Al hacer este pequeño ejercicio de memoria recordando a tantos conocidos me vienen tantos momentos bonitos, pero también me entristezco al acordarme de las personas que no están. Sus historias siempre nos acompañarán.
Para mí, los cuentos significan admiración porque detrás de cada uno de los narradores hay una carrera espectacular, y detrás de cada sesión hay muchas horas de trabajo. Cada narrador tiene una manera de comunicar sus historias a los demás, a esto contribuye como es cada uno, pero también se puede modificar.
Diego, al proponerme esa colaboración, me lanzaba la siguiente pregunta: ¿Qué es un narrador oral?
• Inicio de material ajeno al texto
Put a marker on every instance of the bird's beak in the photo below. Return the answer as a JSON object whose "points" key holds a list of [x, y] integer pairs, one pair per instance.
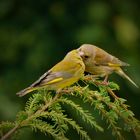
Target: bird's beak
{"points": [[81, 53]]}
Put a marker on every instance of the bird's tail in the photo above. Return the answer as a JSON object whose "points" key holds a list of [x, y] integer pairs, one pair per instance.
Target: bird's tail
{"points": [[121, 73], [25, 91]]}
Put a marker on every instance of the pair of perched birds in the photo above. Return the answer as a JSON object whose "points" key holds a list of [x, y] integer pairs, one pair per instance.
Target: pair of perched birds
{"points": [[87, 58]]}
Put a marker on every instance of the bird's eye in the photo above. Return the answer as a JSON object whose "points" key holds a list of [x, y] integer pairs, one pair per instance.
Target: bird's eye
{"points": [[86, 56]]}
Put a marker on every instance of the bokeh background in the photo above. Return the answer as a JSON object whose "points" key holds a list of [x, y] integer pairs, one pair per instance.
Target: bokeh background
{"points": [[35, 35]]}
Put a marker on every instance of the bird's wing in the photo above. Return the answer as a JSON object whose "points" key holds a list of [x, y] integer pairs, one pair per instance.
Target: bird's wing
{"points": [[106, 59], [50, 78]]}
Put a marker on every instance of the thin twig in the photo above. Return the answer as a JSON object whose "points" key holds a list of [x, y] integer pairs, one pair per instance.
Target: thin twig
{"points": [[9, 133]]}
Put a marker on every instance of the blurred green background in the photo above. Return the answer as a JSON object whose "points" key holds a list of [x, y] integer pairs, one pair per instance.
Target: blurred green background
{"points": [[35, 35]]}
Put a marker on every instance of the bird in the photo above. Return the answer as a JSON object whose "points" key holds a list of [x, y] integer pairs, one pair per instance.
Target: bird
{"points": [[63, 74], [100, 63]]}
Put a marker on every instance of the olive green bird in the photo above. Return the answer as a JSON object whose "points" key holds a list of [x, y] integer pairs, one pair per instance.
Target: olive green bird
{"points": [[99, 62], [63, 74]]}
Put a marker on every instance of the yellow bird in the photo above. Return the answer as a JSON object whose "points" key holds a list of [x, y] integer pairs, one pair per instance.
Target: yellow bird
{"points": [[63, 74], [99, 62]]}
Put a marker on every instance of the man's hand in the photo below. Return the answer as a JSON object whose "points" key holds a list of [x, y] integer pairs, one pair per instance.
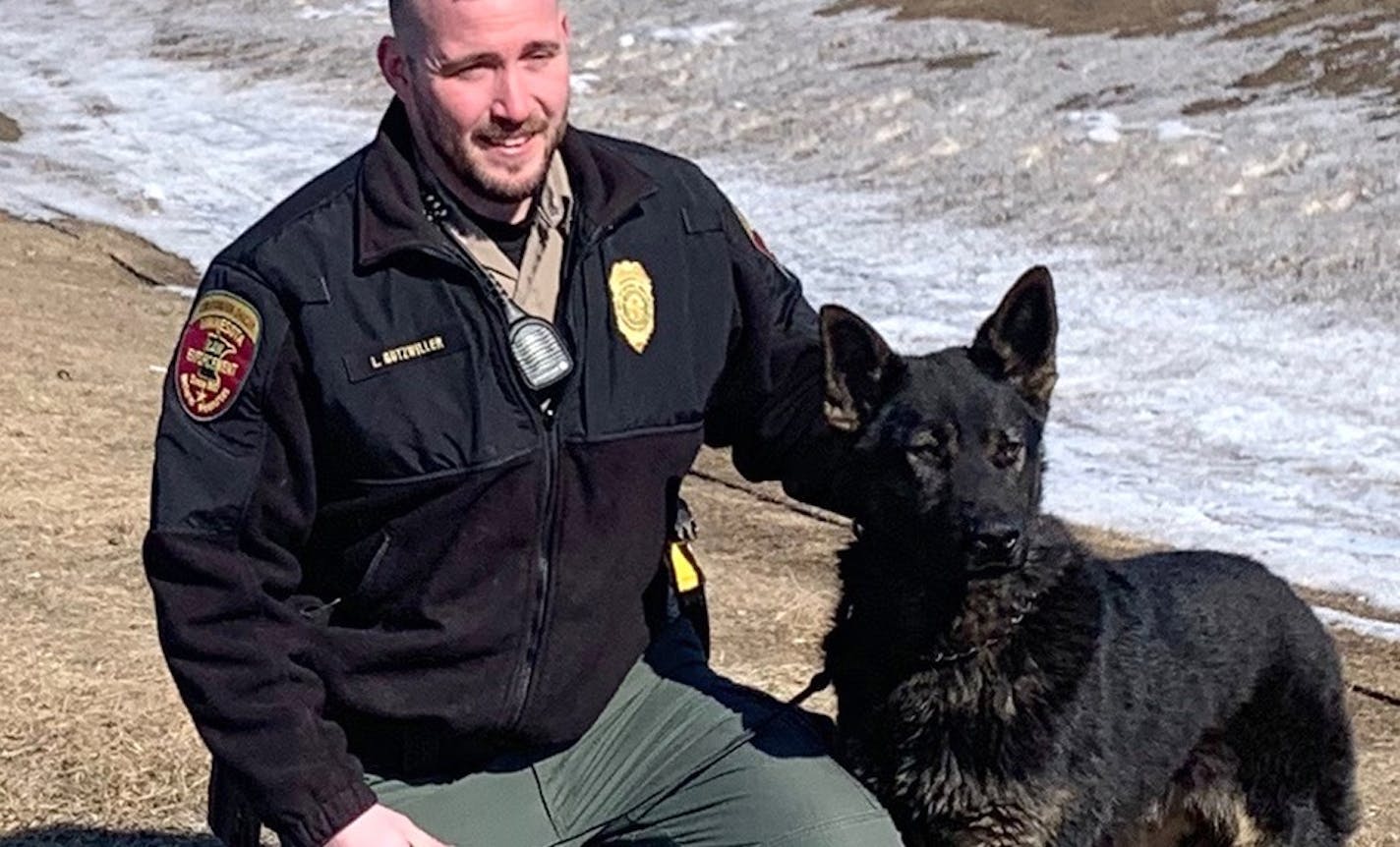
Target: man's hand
{"points": [[381, 826]]}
Y anda que no tiene chicha la pregunta. Un narrador es un apasionado de la palabra y de las historias. Hace falta mucha capacidad de trabajo antes de exponerse ante el público. Detrás hay muchas horas dedicadas a lectura y/o a la recopilación y elección de historias, adecuación de esas historias a la manera particular de narrar. En esa manera de narrar intervienen entre otros aspectos la voz, la expresividad y la presencia. Elaborar una sesión es dar forma, en cierto modo compacta, a varios cuentos dependiendo de temática, edades, las reacciones que se pretende obtener... Y tras trabajarla hay que “venderla”, cada narrador tiene que crearse un circuito. Un narrador tiene trazas de psicólogo para poder reconducir una sesión que puede torcerse. Y al final también os obliga a tener un master en economía para hacer rentable esta bonita profesión. Pero ante todo un narrador es la persona que disfruta contando historias y es capaz de hacer disfrutar a los que le escuchan. Tan narrador es el abuelo, como el profesor, como el anciano del lugar, como el profesional. Además de la admiración que siento por los narradores para mí los cuentos significan amistad, la que tengo con algunos de ellos, y con personas con las que me he relacionado por esta afición; significan sentimiento porque opino que una historia no tiene que dejarte indiferente, tiene que hacerte sentir: diversión, entretenimiento, tristeza, terror, lo que sea, pero sentir; los cuentos también significan educación y respeto, el que le debemos a la persona que nos está contando y el que le debemos a los demás que escuchan; y significan familia porque han sido muchas horas viendo crecer a mis hijas escuchando esas historias.
Las palabras me producen sentimientos, y los narradores me transmiten sensaciones. Gracias por cada palabra que os he escuchado.